Q: You said that the Januvia and Janumet script volume must grow. Given the SAVOR data from one of your competitors – which didn’t exactly enhance the outlook for the class – and given the competitive pressures, what is going to drive that TRx growth? Presumably it’s not marketing. You’ve got the SGLT-2 combination, but that’s still somewhat far off.
A: Currently, if you look at the IMS data, on a weekly basis we’re seeing about a 2% to 2.5% decline in TRx volume. And I would encourage you to focus on the TRx volume because that’s what is most closely correlated to overall sales. In order for us to grow for next year, what we have to do is see a change in that volume. If that volume continues to decline, obviously it’s going to be a problem for us to grow. I do think there are some things that we’re doing right now in order to help us find ways to grow.
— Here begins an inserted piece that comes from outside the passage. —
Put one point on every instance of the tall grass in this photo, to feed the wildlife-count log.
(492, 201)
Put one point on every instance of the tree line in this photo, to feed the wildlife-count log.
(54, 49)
And I’ll give you a few examples.
Number one, we’ve spent a lot of our time defending our market share versus the competition. And I think we’ve done a very good job of defending our market share, by the fact that in the US, we have well over 70% share, and actually closer to 75% share of the DPP-4 class. What we have not been able to do is to get the class to grow by moving patients from sulfonylureas or to use DPP-4 inhibitors prior to sulfonylureas. I think that our sales forces have been distracted by focusing on market share. We now have representatives that are solely dedicated to focusing on market growth and trying to move share from sulfonylureas to Januvia. And I think that should help us. In addition to that, we’ve seen the impact of the new competitors, and I think for the most part they’ve begun to level off. So I think that now we can start to focus again away from market share and more market growth.
Regarding outcomes trials, I think that any positive outcomes trials in the DPP-4 inhibitor class should help the entire class. And as you may recall, our TECOS study will read out at the end of 2014. The other thing that we have on the horizon is MK-3102, which I believe will be a very important compound and potentially could help people start on a DPP-4 inhibitor even earlier than they do today. We also have an SGLT-2 inhibitor as well as an SGLT-2 combination with Januvia. So I believe the diabetes class is an important one for us today and it will be important for us in the future. Today it’s about maximizing Januvia and trying to move business from sulfonylureas over to Januvia. In the future, we’ll be able to utilize MK-3102 as well as the SGLT-2 inhibitor and its combination.
We are very focused on strengthening Januvia in the United States for all the reasons just stated. But it’s also important to remember that we have other sets of opportunities in our portfolio, including vaccines, immunology, HIV, and others.
Q: Could you provide an update on MK-1293, your insulin glargine me-too that was moving into late-stage testing? Are you moving forward or divesting it? And also, could you comment on the insulin facility that you recently completed building in Virginia?
A: We have been looking at a variety of different ways to assist in the therapy of patients with diabetes. We haven’t disclosed any information about how we might move forward in that area, so I really don’t have any comments about that.